En el hermoso y pintoresco pueblo de Santa Lucía, en el corazón de la sierra concordense, donde los días transcurren entre el fresco clima y el olor a pinos, vivía un burro muy famoso: Renorio, propiedad de don Julián, el mecánico del pueblo.
Renorio no era cualquier burro. No. Tenía la astucia de un coyote y la terquedad de una mula. Se sabía de memoria las callejuelas, los patios, los atajos y hasta los horarios de comida del pueblo entero. Era común verlo pasar solitario por las angostas vialidades como si fueran suyas, husmeando en las mangas de los cercos de palo parado y alambre de púas y metiéndose con toda confianza a los patios a tirar la ropa de los tendederos, a mordisquear las sábanas recién lavadas, los calzones y los brasieres o a robarse a dentelladas los tiernos elotes de las pequeñas milpas que algunos vecinos cultivaban en sus amplios patios.
Una vez, un vecino harto de ver su siembra hecha trizas lo esperó a pedradas… y cuando lo atrapó, no se le ocurrió mejor castigo que mocharle la cola con un hacha bien afilada. Desde entonces, Renorio anduvo con un rabo miserable, como pincel de escoba vieja.
Pero el escándalo mayor ocurrió una tarde calurosa, cuando los alumnos de la telesecundaria organizaron con entusiasmo una jornada de reforestación en el patio escolar. Plantaron con esmero unas amapas, eucaliptos, palmas y rosales, con palas y wingos traídos desde sus casas; con pasión y con mucho esfuerzo lo hicieron, tal que les hizo sudar gotas gordas que perlaban incesantes sus frentes. Estaban descansando los muchachos y tomando agua, y como si oliera el trabajo ajeno, Renorio se coló por una rendija de la cerca y se dio un festín. En un abrir y cerrar de ojos, ya tenía la mitad de las plantas en el hocico.
Los alumnos no lo pensaron mucho. Entre risas y furia lo persiguieron, lo lazaron con una cuerda de las que se usaban en la clase de educación física y lo amarraron al asta bandera como a un forajido del desierto. Y como castigo ejemplar —e idea brillante de uno de los chamacos— sacaron el bote de pintura amarilla de aceite que habían usado para marcar los bordes de las banquetas de todo el edificio escolar y con brochas y manos le pintaron rayas por todo el lomo.
Rayas gruesas le dibujaron como si fuera cebra. No dejaron ni las talegas sin pintura. Renorio parecía un señalamiento vial con patas.

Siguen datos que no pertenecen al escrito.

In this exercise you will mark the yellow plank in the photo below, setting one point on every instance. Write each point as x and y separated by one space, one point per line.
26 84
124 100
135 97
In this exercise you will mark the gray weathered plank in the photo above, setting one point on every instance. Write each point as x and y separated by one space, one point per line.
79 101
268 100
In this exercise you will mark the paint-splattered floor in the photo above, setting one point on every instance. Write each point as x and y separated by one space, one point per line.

Desde entonces y durante varios años, en Santa Lucía ya no le decían simplemente el burro de don Julián, sino Renorio el rayado, y cada vez que lo veían pasar, ya no lo corrían… lo saludaban como celebridad.
Y don Julián, resignado, sólo decía:
—Pues si el burro no tiene vergüenza, al menos que tenga fama.
Y así siguió Renorio, trotando por todo Santa Lucía, sin cola, rayado y feliz. Porque no hay quien pueda con burro tan dañero… ni quien se atreva a pintar uno más famoso.
Artículo publicado el 24 de agosto de 2025 en la edición 15 del suplemento cultural Barco de Papel.